The purpose of this analysis and data processing is to prepare the food interaction data provided by drugBank for automated graph generation using FCA. This would enable to show the food interaction data in two ways:
- text - in form of a table. Can show more detailed descriptions but connections are hard to find if there are too many drugs
- graph - with FCA. This should be an additional view option to the table format and would allow the user to see the links between selected drugs and their food interactions
This project focuses on preparing the data for the automated graph visualization. The code was written in
python and the jupyter notebook files containing the code, results, graphs and explanations are located in the
analysis
folder. The following is a summary of the process and the results.
The data was taken from drugbank. I used an sql script to convert the following sql tables to csv: categories, food interactions, drugs and analysed the first two.
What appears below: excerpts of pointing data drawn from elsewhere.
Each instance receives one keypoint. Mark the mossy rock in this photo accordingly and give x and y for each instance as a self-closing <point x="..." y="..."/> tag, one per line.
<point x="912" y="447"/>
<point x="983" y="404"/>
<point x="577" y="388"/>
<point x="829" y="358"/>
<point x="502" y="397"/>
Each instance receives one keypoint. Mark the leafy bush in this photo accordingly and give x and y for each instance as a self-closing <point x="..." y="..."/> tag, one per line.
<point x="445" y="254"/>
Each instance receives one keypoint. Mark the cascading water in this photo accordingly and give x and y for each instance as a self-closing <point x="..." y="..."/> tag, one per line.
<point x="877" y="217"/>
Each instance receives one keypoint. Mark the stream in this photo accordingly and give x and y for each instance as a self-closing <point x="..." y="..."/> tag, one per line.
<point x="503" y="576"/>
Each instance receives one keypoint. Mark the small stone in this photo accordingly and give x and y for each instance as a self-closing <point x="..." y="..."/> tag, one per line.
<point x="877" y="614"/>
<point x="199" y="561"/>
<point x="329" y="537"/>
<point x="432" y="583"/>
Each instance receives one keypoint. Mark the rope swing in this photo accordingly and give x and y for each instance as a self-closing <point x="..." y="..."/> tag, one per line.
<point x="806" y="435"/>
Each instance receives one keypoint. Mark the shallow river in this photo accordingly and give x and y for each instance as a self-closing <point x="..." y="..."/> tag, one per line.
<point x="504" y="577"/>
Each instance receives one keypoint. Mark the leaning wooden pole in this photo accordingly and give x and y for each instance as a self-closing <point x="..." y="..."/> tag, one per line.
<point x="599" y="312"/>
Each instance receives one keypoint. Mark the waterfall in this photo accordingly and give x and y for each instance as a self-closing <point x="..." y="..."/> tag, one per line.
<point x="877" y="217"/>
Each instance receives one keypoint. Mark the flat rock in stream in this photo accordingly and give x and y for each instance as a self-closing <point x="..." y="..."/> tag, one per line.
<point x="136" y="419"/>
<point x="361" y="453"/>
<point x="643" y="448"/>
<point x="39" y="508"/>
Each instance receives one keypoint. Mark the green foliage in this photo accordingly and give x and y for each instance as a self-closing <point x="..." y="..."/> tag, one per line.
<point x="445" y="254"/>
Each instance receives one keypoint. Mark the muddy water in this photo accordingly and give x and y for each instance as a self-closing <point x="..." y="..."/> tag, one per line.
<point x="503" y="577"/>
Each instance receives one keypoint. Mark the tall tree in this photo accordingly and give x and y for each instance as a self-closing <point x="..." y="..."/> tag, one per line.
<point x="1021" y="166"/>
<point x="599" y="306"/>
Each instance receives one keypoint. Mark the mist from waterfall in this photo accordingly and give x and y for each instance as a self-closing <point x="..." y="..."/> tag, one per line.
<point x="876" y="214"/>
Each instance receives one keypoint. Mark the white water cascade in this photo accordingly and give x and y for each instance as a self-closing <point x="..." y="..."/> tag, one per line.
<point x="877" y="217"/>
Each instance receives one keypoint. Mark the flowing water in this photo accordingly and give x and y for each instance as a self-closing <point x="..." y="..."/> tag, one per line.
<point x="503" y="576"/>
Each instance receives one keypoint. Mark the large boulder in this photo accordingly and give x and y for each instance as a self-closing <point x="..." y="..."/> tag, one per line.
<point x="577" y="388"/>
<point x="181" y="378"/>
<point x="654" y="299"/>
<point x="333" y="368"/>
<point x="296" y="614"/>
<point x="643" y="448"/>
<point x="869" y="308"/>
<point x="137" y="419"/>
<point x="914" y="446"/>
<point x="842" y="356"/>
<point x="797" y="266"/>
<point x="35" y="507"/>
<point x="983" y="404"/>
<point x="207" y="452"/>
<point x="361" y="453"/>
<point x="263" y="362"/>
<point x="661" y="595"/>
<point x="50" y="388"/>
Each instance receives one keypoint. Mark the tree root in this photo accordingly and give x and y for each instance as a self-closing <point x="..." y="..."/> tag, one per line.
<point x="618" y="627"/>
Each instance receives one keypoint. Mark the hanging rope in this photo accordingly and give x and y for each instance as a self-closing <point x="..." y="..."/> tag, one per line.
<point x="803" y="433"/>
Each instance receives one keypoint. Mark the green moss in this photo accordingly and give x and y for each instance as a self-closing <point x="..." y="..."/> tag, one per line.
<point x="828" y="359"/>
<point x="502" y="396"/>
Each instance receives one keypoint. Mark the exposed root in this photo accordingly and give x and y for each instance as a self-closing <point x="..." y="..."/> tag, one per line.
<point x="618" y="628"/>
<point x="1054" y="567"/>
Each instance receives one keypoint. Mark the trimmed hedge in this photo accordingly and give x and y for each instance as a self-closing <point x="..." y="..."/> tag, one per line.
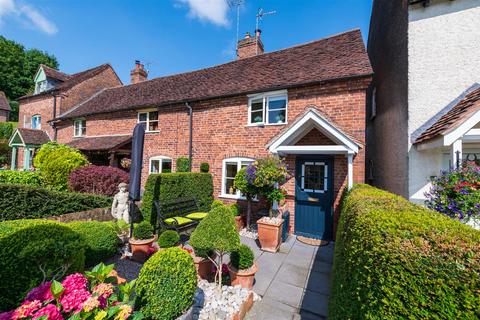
<point x="32" y="178"/>
<point x="100" y="238"/>
<point x="23" y="201"/>
<point x="168" y="187"/>
<point x="166" y="285"/>
<point x="397" y="260"/>
<point x="26" y="247"/>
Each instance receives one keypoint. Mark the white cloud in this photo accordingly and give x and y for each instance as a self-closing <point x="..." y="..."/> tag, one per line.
<point x="27" y="15"/>
<point x="214" y="11"/>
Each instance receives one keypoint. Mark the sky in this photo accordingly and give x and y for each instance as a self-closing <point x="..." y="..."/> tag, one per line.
<point x="168" y="36"/>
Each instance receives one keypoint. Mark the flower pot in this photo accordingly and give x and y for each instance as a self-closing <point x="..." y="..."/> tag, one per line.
<point x="141" y="248"/>
<point x="244" y="278"/>
<point x="239" y="222"/>
<point x="270" y="233"/>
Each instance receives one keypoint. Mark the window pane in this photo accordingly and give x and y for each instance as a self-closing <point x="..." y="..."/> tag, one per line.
<point x="166" y="166"/>
<point x="276" y="116"/>
<point x="277" y="103"/>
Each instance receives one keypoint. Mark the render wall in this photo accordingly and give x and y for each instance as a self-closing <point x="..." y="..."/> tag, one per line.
<point x="387" y="162"/>
<point x="444" y="62"/>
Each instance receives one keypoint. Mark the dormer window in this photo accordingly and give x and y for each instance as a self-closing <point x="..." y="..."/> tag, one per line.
<point x="36" y="122"/>
<point x="268" y="108"/>
<point x="79" y="128"/>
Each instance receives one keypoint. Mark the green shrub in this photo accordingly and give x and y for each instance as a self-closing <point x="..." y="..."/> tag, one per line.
<point x="143" y="231"/>
<point x="23" y="201"/>
<point x="242" y="258"/>
<point x="204" y="167"/>
<point x="166" y="285"/>
<point x="21" y="177"/>
<point x="183" y="164"/>
<point x="168" y="239"/>
<point x="397" y="260"/>
<point x="55" y="163"/>
<point x="29" y="246"/>
<point x="100" y="238"/>
<point x="168" y="187"/>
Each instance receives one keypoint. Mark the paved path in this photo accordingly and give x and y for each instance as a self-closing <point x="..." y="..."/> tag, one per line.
<point x="294" y="283"/>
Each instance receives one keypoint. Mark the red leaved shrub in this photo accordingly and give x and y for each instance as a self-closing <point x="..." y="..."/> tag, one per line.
<point x="97" y="179"/>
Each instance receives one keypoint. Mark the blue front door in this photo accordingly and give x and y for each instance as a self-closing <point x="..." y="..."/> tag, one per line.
<point x="314" y="197"/>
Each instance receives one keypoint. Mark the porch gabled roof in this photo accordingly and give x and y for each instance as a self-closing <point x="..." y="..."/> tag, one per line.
<point x="285" y="141"/>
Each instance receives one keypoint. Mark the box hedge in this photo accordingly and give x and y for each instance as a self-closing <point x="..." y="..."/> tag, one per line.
<point x="29" y="246"/>
<point x="168" y="187"/>
<point x="23" y="201"/>
<point x="397" y="260"/>
<point x="100" y="238"/>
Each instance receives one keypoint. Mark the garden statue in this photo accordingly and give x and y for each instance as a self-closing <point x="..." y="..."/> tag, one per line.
<point x="120" y="204"/>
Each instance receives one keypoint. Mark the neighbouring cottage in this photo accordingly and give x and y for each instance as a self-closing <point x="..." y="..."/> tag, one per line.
<point x="424" y="104"/>
<point x="305" y="104"/>
<point x="55" y="93"/>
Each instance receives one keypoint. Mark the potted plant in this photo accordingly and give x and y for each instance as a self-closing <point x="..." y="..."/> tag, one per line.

They have the following attributes:
The table has 68860 entries with 6142 unique drug ids and 3606 unique categories. The following plot shows the most common categories from this dataset.
This dataset is the most significant one and is the main interest of this project. It contains 2388 food interactions with 498 unique food interaction descriptions.
After analysing the data (see the Food interactions - data analysis & cleaning
file) I gathered the
following findings:
- multiple sentence descriptions, which can be split into separate descriptions
- redundant descriptions which can be removed (ex. 'No food effects.', 'No known food interactions.')
In this section, I split each description into separate sentences in the dataset and added them as new rows with the corresponding drug id. In the previous steps I also identified some useless data which I also eliminated (ex. 'No food effects.', 'No known food interactions.'). Finally, I exported the cleaned data to a new csv file.
For the sentence splitting I had to make sure to ignore abbreviations and other not relevant punctuation marks. I found a suitable python library which I could use with some adjustments. I added a new column to my dataset with the newly generated tokens (every token symbolizes one sentence), deleted the old description column and expanded the token list according to the linked drug ids.
This section evaluates the new, cleaned data retrieved from the previous step.
This plot shows the result of the sentence splitting. The initial data (blue) has a lower rate of short sentences (measured in words), which is improved by the processed data (orange).
The above diagram shows the most frequent food related nouns which appear in food interaction descriptions.